Merck's Pneumovax is already out there, but it does not have the outcomes data that Pfizer has established for Prevnar 13. With that, Pfizer may be able to take advantage of a "warehouse" opportunity measuring in the billions of dollars, and an annual revenue opportunity of over $200 million in the U.S., and more should the 50-and-up recommendation come through.

Prevnar isn't the end of the story
Pfizer has more going for its vaccine business than just Prevnar 13. The company's meningococcal B vaccine is in Phase III testing (three trials with over 12,000 patients), with data coming out later this year. Sanofi and Novartis (NVS 0.43%) both have meningococcal vaccines, but they are quadravalent vaccines that exclude MenB. Novartis did secure European approval of its MenB vaccine, Bexsero, but hasn't pursued U.S. approval (likely due to the occurrence of fevers in children getting the vaccine) and the U.K.'s Joint Committee on Vaccination and Immunisation recommended against Bexsero as part of routine immunizations.

Pfizer has taken a different approach by targeting different disease-causing strains and using a different approach to the vaccine design than Novartis took with Bexsero. MenB reportedly causes about 40% of invasive meningococcal disease (IMD) infections in the U.S., with a fatality rate close to 10%. Clearly safety data will matter, but a clean efficacy and safety profile could make Pfizer's vaccine a $2 billion/year product.
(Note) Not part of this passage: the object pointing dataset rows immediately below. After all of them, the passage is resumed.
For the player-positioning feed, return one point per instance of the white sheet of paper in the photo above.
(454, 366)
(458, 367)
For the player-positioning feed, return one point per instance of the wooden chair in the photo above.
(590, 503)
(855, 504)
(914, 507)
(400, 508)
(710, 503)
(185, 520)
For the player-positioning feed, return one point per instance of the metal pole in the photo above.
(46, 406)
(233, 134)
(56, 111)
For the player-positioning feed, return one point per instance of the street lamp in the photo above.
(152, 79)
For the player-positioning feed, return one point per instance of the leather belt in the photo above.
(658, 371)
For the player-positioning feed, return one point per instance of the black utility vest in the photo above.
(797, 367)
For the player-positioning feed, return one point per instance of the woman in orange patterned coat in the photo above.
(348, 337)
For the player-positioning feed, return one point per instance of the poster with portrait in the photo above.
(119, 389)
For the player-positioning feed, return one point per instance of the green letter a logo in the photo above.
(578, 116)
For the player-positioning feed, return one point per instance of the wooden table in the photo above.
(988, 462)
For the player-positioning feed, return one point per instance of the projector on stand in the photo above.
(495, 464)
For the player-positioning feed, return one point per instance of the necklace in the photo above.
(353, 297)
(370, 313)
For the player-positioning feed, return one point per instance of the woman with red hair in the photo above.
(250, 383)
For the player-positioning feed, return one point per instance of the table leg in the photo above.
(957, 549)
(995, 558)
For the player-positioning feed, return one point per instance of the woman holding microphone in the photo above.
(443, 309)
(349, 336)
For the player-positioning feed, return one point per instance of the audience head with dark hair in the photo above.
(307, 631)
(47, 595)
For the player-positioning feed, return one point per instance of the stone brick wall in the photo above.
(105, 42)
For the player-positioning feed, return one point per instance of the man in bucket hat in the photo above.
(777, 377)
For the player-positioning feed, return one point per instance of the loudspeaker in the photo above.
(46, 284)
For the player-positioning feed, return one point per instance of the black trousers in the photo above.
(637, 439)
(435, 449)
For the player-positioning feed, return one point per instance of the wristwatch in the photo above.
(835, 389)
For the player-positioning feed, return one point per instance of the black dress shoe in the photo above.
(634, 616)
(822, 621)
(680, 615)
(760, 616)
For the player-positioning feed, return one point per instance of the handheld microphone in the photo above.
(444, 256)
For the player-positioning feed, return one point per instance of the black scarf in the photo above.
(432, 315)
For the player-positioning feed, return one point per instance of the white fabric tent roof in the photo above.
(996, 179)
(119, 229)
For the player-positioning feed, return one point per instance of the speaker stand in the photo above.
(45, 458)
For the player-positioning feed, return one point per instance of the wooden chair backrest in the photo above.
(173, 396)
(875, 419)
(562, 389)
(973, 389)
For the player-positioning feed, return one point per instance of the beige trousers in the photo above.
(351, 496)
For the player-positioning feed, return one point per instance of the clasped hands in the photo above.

Pfizer's staph infection vaccine is a riskier proposition. Data should be available relatively soon (around mid-year), but Merck's attempt at a staph vaccine failed in Phase III. Upping the risk of Pfizer's program, three of the four antigens in the vaccine were in vaccine candidates that failed clinical trials. It is hoped that this four-antigen approach will succeed where others have failed, and Glaxo is reportedly working on a four-component vaccine. Novartis and Sanofi are also reportedly working on staph vaccines, but the specifics are less clear at this time. A successful staph vaccine would likely be worth upwards of $650 million in annual revenue.

The bottom line
Unlike Pfizer's oncology drugs, the company does not have to worry about a half-dozen or more rivals for every indication in its vaccine program. Likewise the risk of generic knock-offs is quite low and the marketing efforts are incremental to ongoing existing primary care operations.

Merck, Glaxo, Sanofi, and Novartis have credible and formidable vaccine operations, so I do not wish to convey the sense that Pfizer has no competitive threats in this space. What I do believe, though, is that Pfizer's three vaccine programs (Prevar 13, the MenB, and the staph vaccine) are strong product candidates that don't often get their due as potentially high-value assets to Pfizer for the long term.